Merkel in Auschwitz Offers a Stern Warning to a Divided World

Before NATO’s fractious leaders gathered in London this week, she took French President Emmanuel Macron for dinner in the Savoy Hotel in a bid to patch up a relationship that had soured over his attacks on the western alliance. In the end, the leaders managed to get through NATO’s 70th anniversary without a major blow up.

As the U.K. election campaign recently show-cased, anti-Semitism has reared its ugly head elsewhere. But everyday life in Germany has been punctuated by moments of ideologically motivated violence that have shocked the political class. Earlier this year, a local politician from Merkel’s Christian Democratic party was killed in the city of Kassel by a man with a right-wing extremist background. The number of hate crimes against Jews, including vandalism of tombstones or synagogues, has been on the rise, and Germany’s commissioner for anti-Semitism said in May he couldn’t recommend that Jews would always be safe wearing a kippa head covering in public.

Beyond Rhetoric

Merkel, the daughter of a Lutheran pastor, has consistently spoken out against anti-Semitism. Even before she became chancellor, she kicked a legislator out of the CDU caucus for anti-Semitic remarks and she later criticized German Pope Benedict for controversial remarks over the Holocaust, earning herself flak from her own rank and file. She’s previously visited concentration camps in Dachau and Buchenwald and has been to the Yad Vashem memorial in Jerusalem four times.

“Angela Merkel has a very clear and ethically-reflected view of Jewish life in Germany,“ said Rabbi Gesa Ederberg of the Oranienburger Strasse Synagogue. “This has always been a central affair of the heart for her. Her way of dealing with this topic clearly goes beyond the normal political rhetoric of German politicians.”

There may also be a particular sense of responsibility for Merkel, who critics even in her own party argue, contributed to the resurgence of right-wing extremism by allowing more than a million refugees into the country. That, they say, created deep divisions within German society and helped fuel the rise of the right-wing populist AfD, some of whose leaders have belittled Nazi atrocities. Until recently some Christian Democratic politicians had sympathized with parts of the AfD.

Frustration

They distanced themselves more clearly after a resurgence of ultra-nationalist violence this year, and the government has stepped up surveillance of would-be perpetrators and the protection of potential victims.

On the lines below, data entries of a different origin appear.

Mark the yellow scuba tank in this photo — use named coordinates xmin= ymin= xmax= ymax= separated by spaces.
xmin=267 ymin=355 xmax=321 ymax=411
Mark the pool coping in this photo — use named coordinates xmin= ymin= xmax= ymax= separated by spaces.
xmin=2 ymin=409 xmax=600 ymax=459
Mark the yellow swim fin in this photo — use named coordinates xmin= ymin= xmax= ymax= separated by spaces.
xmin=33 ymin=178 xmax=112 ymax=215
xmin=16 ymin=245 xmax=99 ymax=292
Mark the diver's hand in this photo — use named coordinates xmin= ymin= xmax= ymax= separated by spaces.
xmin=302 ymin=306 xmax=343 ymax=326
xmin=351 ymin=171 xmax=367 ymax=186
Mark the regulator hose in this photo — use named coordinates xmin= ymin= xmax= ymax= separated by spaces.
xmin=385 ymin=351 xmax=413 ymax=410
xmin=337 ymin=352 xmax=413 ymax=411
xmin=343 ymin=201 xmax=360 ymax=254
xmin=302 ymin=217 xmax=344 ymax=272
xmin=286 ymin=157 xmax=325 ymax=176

But frustration is growing, as Merkel herself experienced at the tail end of her visit to the Berlin synagogue when a bystander heckled her, saying it was time she stopped treating such incidents as isolated crimes committed by individuals.

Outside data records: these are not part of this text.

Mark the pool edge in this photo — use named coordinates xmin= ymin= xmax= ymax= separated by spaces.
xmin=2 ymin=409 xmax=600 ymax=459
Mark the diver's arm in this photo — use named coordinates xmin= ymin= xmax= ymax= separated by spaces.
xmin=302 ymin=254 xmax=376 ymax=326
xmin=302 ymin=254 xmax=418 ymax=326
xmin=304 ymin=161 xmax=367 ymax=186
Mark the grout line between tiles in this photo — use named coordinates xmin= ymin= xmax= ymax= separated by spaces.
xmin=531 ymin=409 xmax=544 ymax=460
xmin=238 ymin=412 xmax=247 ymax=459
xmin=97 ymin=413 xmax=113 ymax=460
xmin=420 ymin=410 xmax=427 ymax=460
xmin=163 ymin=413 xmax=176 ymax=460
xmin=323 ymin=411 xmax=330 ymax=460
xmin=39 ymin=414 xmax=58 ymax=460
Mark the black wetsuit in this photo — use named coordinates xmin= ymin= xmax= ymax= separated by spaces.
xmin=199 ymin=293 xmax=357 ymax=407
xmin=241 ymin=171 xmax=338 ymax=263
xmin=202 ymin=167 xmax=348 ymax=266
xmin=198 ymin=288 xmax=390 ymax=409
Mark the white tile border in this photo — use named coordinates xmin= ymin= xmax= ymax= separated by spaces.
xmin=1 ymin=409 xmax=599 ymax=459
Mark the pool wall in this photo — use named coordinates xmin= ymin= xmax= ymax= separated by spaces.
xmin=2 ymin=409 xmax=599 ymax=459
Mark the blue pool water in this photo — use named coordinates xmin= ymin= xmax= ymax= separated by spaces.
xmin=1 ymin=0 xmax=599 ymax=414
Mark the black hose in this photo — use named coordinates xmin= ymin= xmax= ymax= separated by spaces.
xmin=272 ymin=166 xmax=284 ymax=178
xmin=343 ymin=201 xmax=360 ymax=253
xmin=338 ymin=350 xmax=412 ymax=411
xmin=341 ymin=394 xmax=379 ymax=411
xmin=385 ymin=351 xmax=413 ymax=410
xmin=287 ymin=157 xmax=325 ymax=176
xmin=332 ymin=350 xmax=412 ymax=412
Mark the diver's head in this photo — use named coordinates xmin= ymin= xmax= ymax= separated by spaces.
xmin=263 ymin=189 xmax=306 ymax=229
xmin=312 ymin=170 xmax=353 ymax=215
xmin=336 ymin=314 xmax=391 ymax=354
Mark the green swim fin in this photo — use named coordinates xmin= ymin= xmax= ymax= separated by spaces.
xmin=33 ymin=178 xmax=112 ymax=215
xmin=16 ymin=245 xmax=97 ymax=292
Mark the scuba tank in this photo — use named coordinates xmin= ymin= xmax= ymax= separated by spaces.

There was also much debate in the local press about the timing of Merkel’s first visit to Auschwitz, as it coincides with a party convention of the Social Democrats, her junior coalition partner, which was threatening to abandon her coalition and potentially end her 14-year reign prematurely. A visit on Jan. 27, the 75th anniversary of the camp’s liberation by Soviet troops, would have been the obvious occasion for a visit but by that time her coalition could already have been in deep crisis mode, the argument went.

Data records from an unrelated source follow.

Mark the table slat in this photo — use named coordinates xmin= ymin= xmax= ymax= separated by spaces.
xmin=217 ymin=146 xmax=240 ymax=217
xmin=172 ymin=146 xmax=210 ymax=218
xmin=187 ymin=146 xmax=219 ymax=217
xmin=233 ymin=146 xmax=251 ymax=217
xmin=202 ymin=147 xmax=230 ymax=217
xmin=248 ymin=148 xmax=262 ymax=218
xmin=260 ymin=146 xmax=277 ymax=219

Organizers and the Chancellery denied any political motives behind the visit, which began with an invitation from the Auschwitz-Birkenau Foundation founded 10 years ago by the now late, former Polish foreign minister, Wladyslaw Bartoszewski, who himself had survived the camp.

“Auschwitz is an important symbol, but it matters more what is done in terms of concrete political decisions,” Ederberg, the rabbi, said. “And Merkel has done a lot.”